Lehrermangel hat langfristige Ursachen! Gemeinsam müssen wir endlich handeln!
Erstellt am: 29 August, 2014 | Kommentieren
Lehrer erscheinen nicht einfach, fallen nicht vom Himmel oder wachsen aus der Erde. Sie kommen nicht einfach, wenn man ob vieler Ausfallstunden, voller Klassen, baldigen Pensionierungen und, was bei der sächsischen Landesregierung am schwersten ins Gewicht fallen dürfte, anstehender Wahlen nach ihnen ruft. Eine Reihe von Ereignissen müssen zusammenkommen, damit ein Lehrer in unserem Schulwesen seine Tätigkeit aufnimmt.
Zunächst ist es notwendig, dass der spätere Lehrer einmal geboren wird. Handwerklich ist das Ganze kein Problem, da es sich nicht um seltenes Spezialwissen handelt und die entsprechenden Produktionsmittel im Allgemeinen durchaus vorhanden sind.
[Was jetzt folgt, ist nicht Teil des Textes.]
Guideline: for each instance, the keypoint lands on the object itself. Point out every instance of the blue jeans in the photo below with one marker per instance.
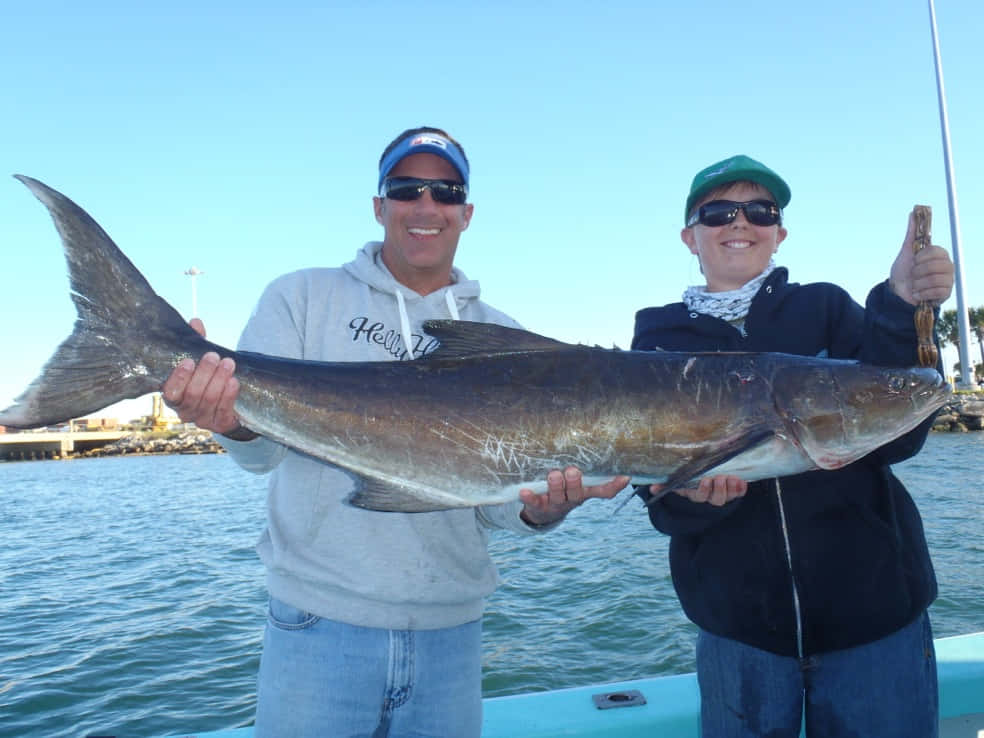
(885, 688)
(322, 678)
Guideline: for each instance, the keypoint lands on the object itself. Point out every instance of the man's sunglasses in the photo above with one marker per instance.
(721, 212)
(444, 191)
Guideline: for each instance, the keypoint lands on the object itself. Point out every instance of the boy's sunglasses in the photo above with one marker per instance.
(721, 212)
(444, 191)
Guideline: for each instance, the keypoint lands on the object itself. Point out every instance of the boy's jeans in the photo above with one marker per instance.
(324, 678)
(885, 688)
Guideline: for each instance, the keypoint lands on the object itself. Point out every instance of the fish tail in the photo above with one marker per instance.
(119, 347)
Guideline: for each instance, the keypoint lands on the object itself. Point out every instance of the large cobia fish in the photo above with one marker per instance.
(492, 410)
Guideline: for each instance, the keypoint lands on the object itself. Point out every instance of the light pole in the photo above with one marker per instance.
(194, 273)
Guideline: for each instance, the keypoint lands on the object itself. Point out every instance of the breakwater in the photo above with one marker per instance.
(142, 443)
(965, 412)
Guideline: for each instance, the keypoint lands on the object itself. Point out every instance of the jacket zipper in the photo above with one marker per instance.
(792, 578)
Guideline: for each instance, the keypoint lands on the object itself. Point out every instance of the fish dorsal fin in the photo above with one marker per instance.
(465, 338)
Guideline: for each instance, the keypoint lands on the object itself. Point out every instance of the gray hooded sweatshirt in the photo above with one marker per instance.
(382, 570)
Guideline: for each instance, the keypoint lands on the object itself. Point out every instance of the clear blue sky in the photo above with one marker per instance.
(242, 138)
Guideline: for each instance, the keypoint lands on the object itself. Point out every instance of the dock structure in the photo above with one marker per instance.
(53, 444)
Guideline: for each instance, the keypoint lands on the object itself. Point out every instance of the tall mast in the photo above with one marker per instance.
(963, 321)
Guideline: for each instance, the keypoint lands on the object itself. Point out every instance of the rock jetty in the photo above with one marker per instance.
(142, 443)
(965, 412)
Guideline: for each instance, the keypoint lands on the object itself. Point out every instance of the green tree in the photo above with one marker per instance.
(949, 333)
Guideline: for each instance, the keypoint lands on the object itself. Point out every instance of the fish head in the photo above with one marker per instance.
(839, 411)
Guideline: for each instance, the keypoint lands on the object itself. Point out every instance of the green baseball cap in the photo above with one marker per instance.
(738, 168)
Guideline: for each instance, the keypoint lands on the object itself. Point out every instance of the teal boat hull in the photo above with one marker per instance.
(671, 704)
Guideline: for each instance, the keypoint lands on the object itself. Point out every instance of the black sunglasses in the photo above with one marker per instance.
(721, 212)
(444, 191)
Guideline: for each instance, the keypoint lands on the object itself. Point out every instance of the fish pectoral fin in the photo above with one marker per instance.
(382, 496)
(461, 338)
(703, 464)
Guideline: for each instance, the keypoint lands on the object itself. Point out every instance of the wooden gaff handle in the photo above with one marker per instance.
(928, 355)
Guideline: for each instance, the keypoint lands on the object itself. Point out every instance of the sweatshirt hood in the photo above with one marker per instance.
(368, 267)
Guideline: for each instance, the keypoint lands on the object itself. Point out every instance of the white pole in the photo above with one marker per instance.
(194, 273)
(963, 321)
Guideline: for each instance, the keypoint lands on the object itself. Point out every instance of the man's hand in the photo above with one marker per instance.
(716, 491)
(204, 393)
(564, 492)
(924, 275)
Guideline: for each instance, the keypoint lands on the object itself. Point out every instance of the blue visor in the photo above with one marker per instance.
(424, 143)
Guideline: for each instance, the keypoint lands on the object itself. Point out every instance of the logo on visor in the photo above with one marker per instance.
(429, 140)
(727, 165)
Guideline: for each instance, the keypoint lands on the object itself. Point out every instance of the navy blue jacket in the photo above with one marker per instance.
(854, 547)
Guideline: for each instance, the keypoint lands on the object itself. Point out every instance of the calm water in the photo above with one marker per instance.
(132, 603)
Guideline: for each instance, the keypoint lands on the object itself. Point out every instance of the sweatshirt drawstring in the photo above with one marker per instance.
(405, 318)
(452, 305)
(405, 325)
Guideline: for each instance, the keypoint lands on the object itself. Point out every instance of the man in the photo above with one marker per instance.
(374, 625)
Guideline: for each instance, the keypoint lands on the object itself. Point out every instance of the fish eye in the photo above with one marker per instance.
(896, 383)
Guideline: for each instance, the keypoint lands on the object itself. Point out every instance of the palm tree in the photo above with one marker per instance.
(949, 333)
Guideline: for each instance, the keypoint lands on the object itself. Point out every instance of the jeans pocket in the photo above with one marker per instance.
(287, 617)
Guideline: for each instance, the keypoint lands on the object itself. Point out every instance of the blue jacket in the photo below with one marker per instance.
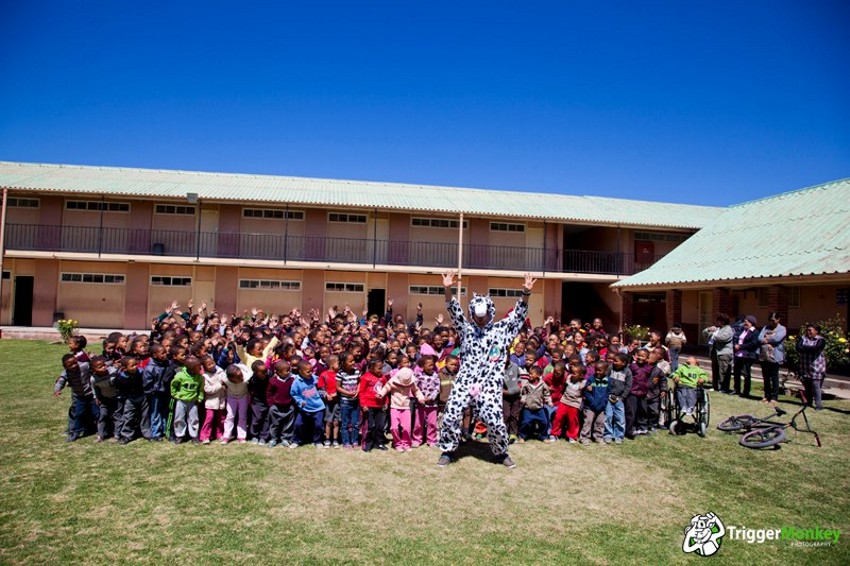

Tatsächlich stellt man mit einem kurzen Blick auf die einschlägigen Statistiken aber fest, dass schon hier ein erster Knackpunkt vorliegt.
Scheinbar mangelt es in einem Land, in dem ein Kind faktisch ein soziales Risiko darstellt, an dem Willen, Kinder in die Welt zu setzen. Der einfache Beobachter könnten hier auf den Gedanken kommen, dass mangelnde soziale Sicherheit durch massenweise Befristung, Leiharbeit und niedrige Sozialleistungen die Lust am Kinderkriegen dämpfen.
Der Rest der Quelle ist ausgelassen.